Birds and their relatives and
Reptiles and their relatives
- Birds and reptiles are the dinosaurs' closest living relatives,
so knowledge of how they work can be useful in interpreting
dinosaur remains. For example, the air-sacs in the necks of
modern birds such as the ostrich are functionally and
structurally similar to those of Brachiosaurus and
related animals. While we have only limited remains of
dinosaurs (and little or nothing in the way of soft parts), we
can sometimes hypothesise details of their anatomy based on
what we know of living birds and reptiles.
- Some understanding of physiology is a prerequisite for
understanding the issues in the dinosaur metabolism debate.
- Dinosaur evolution can only be understood in the context of
- Necessary to understand the circumstances under which bodies can
be fossilised, and to make deductions based on the type of
rock in which they are found. This kind of reasoning explains
why the fossil record is not necessarily a good sample of what
animals were alive at any give time, and can give clues to how
the dinosaurs lived and died: one obvious example is that in
some cases, we can tell that dinosaurs became trapped in tar
- Techniques such as potassium-argon dating and rubidium-strontium
dating are fundamental to our ability to put a date on
fossils, relating them to the span of geological time and
therefore to specific dinosaur groups, yielding insights into
evolutionary pathways. (The better known carbon dating
technique is only good for fossils up to about 100,000 years
Process of Fossilisation
- In order to interpret fossils correctly, we need to understand
what they are, how they are formed, how their chemical
constituents are affected by the surrounding rock, etc.
- Mechanical analysis of the size and strength of dinosaur bones,
and calculations of the stresses which they would be able to
bear in life, yields information which helps us to estimate
dinosaur body weights, running speeds, etc., and so
make inferences concerning their behaviour.
- Apart from the history of palaeontology itself, it helps to have
an understanding of the philosophical background of the 19th
century: how fossils were viewed; the gradual acceptance that
the fossil record demonstrates the occurrence of extinction
(something that was not widely accepted for a long time); and
the religious vocation of many palaeontological pioneers.
And Then ...
To all these subjects we could add yet more. For example, some
prominent paleontologists including Robert Bakker and Gregory S. Paul
have the advantage of illustrating their own work, giving it far more
immediate impact than words alone can have. You could make a case
this is one of the reasons that Bakker's arguing in favour of warm
blooded dinosaurs has had more effect than Ostrom's similar
arguments. Anyone wanting to emulate them will need a grounding in
art techniques as well as biology, zoology, etc.

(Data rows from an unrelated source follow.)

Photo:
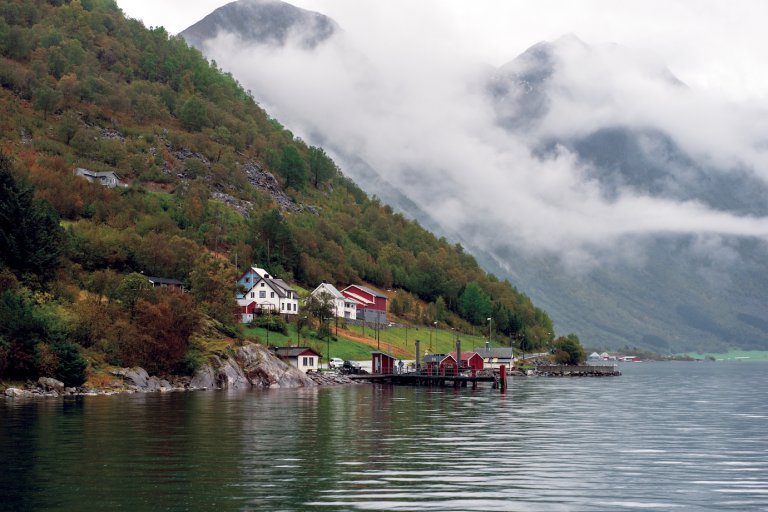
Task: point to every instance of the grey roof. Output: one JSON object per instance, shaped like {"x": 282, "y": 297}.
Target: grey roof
{"x": 282, "y": 284}
{"x": 368, "y": 290}
{"x": 499, "y": 352}
{"x": 165, "y": 280}
{"x": 292, "y": 351}
{"x": 274, "y": 284}
{"x": 328, "y": 287}
{"x": 436, "y": 358}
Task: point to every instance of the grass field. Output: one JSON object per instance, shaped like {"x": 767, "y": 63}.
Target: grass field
{"x": 734, "y": 355}
{"x": 396, "y": 340}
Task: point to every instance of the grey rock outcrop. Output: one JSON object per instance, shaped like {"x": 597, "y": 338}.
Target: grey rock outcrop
{"x": 17, "y": 393}
{"x": 265, "y": 370}
{"x": 204, "y": 378}
{"x": 50, "y": 384}
{"x": 134, "y": 376}
{"x": 249, "y": 366}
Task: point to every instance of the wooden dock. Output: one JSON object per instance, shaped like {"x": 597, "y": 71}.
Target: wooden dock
{"x": 498, "y": 378}
{"x": 578, "y": 371}
{"x": 464, "y": 379}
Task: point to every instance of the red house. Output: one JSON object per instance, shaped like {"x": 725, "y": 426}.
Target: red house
{"x": 373, "y": 306}
{"x": 382, "y": 363}
{"x": 440, "y": 364}
{"x": 471, "y": 360}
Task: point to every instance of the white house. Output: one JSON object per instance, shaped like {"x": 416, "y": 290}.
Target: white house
{"x": 303, "y": 358}
{"x": 264, "y": 293}
{"x": 343, "y": 307}
{"x": 107, "y": 179}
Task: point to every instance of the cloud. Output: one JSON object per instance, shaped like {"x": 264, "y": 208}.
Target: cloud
{"x": 409, "y": 99}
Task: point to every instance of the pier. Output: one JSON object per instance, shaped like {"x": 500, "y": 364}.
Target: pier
{"x": 498, "y": 379}
{"x": 578, "y": 370}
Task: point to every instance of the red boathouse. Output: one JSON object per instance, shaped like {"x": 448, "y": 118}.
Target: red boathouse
{"x": 382, "y": 363}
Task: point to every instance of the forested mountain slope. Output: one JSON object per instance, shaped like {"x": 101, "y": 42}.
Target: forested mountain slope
{"x": 209, "y": 185}
{"x": 629, "y": 205}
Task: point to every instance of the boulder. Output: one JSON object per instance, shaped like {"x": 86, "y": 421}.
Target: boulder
{"x": 204, "y": 378}
{"x": 50, "y": 384}
{"x": 230, "y": 376}
{"x": 134, "y": 376}
{"x": 265, "y": 370}
{"x": 17, "y": 393}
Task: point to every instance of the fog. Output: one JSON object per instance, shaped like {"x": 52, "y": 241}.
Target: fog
{"x": 403, "y": 90}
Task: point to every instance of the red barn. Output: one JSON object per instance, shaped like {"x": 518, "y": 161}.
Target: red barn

If this list appears intimidating, that's understandable. However,
some of these subject are far more central than others: it's certainly
not necessary to understand 19th century philosophy in order to think
coherently about how sauropods supported their weight!
We might summarise by saying that the crucial elements are probably
comparative anatomy - particularly how the vertebrate skeleton works -
and classification. These subjects provide a common foundation for
all the various outlying areas of dinosaur science.